I was reminded of Habakkuk when he bemoans what he sees as defeat. It is God who chimes in to proclaim that he is doing something that will astound, a work that we humans would find unbelievable. Habakkuk sees defeat when God knows there is victory.

Maybe we spend too much time trying to call winners and losers instead of being reminded that God always win and Jesus has the final victory. Maybe if we worried less about score we wouldn’t see defeat when there is victory.

Tuesday, October 03, 2006

Moments that Shape:
Oaks of Righteousness

How does your local McDonald’s look these days? Anything like the one you grew up eating at? Ours has very little resemblance. I mean the bathrooms are still in the same spot in the back on the right hand side of the store but that is about the only thing that reminds me of the restaurant I grew up eating happy meals at. I took my son to ours for a snack the other day and I had a moment that shapes.

The new McDonald’s have even less in common. What am I to do? Should I opine the days of the yellow and red hard plastic chairs? Do I dream of the time when the beverage counter was safely stashed behind the check out counter when a free refill wasn’t even a glimmer in Ronald’s eye?

I was in Panera Bread a few weeks later and I was reminded of how much interior matters. It sends a message. It tells people something about you. It can either welcome people or it can say go away. It can tell people you are a warm and friendly or that you are stale and lifeless.

What about your place of worship? What does it say? I have been thinking about this for the past few weeks as we continue to work on the interior and exterior of our facility. What message do you send people who are invited to your space? I realize that much has been made about going, and I agree, but at some point we as humans will share a space.

Maybe your space is unconventional. Okay, that is good because you are saying something in your space about who you are. I just worry that sometimes people think they can say something about themselves without their space agreeing that it is true. Would Panera Bread still be the same if the space was different? What if the walls were white and the lights were fluorescent and the cups styrofoam? Would the exact same food still seem as good? Would the place be as inviting?

If we are oaks of righteousness, a planting of the Lord, shouldn’t we be appealing? My wife and I stopped at a place called Life Church this morning. It is a long story but we happened to be down the street and my wife had never been inside. What does Life Church tell you when you enter their doors?
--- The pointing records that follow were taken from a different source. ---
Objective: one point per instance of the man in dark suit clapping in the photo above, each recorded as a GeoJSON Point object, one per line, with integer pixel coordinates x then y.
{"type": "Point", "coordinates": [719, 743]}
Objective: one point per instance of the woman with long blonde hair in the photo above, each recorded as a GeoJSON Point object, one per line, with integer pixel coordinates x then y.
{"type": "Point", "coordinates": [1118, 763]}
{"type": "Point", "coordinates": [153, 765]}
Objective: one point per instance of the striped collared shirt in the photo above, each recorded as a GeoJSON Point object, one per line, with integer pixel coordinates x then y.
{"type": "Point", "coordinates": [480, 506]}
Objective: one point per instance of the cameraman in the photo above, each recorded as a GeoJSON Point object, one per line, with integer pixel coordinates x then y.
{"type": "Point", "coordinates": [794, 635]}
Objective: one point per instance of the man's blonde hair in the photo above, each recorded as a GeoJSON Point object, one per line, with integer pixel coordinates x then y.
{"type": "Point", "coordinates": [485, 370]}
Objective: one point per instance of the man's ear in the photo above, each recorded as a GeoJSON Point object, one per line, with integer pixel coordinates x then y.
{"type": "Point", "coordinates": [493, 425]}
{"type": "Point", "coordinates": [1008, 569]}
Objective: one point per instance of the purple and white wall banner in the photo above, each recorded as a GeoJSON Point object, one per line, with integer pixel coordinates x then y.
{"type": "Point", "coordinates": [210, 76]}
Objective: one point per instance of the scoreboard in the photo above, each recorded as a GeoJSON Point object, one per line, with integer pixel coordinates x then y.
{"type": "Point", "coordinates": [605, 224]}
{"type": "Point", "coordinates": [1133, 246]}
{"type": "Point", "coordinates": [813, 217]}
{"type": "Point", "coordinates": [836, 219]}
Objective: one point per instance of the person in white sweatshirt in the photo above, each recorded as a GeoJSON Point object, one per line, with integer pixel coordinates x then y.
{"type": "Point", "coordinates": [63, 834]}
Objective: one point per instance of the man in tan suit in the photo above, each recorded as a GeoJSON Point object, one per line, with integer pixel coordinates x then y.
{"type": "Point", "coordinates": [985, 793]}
Something is happening in here, kids are welcome and this is a cool place with cool things going on. I’m not saying every church should copy Life Church, far from it, jus that their space sends a clear message about what they value and who they are.
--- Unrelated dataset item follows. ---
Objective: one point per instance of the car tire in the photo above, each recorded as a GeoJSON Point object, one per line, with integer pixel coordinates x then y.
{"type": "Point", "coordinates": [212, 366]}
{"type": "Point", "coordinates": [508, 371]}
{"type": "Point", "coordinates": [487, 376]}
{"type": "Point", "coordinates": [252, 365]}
If our space says old and outdated why should we think someone would enter thinking differently? If our space says same old same old why would we believe people will think this is a fresh way of experiencing faith? I am just not sure they will. How does your website look? What does it say? In each of these places you tell people about yourself and what you value. What message do you send?
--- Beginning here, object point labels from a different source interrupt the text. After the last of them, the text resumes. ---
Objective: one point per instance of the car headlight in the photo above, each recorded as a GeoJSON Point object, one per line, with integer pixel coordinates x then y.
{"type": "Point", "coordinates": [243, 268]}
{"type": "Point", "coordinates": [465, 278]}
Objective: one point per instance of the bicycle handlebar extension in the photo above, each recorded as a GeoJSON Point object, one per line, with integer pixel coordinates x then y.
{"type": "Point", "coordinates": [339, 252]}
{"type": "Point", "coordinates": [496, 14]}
One last thought about my trip to McDonald’s. As I sat their with my son eating fries and talking life I was also reminded by my son that we can do things that make us more attractive that serve no practical purpose and may actually hinder our ultimate goal.

I was looking up at the television at the McDonald’s because it is big and loud and hard to ignore when my son asked me why they had a TV. He didn’t think it was necessary. He didn’t understand why I needed a TV to eat dinner.

I realized after he said this that the TV was actually keeping me from focusing on this special time that my son and I were sharing. The space was keeping me from building a meaningful relationship with my son. We can create an environment that is more appealing and cool and yet forget that we are trying to help foster a relationship with our Creator.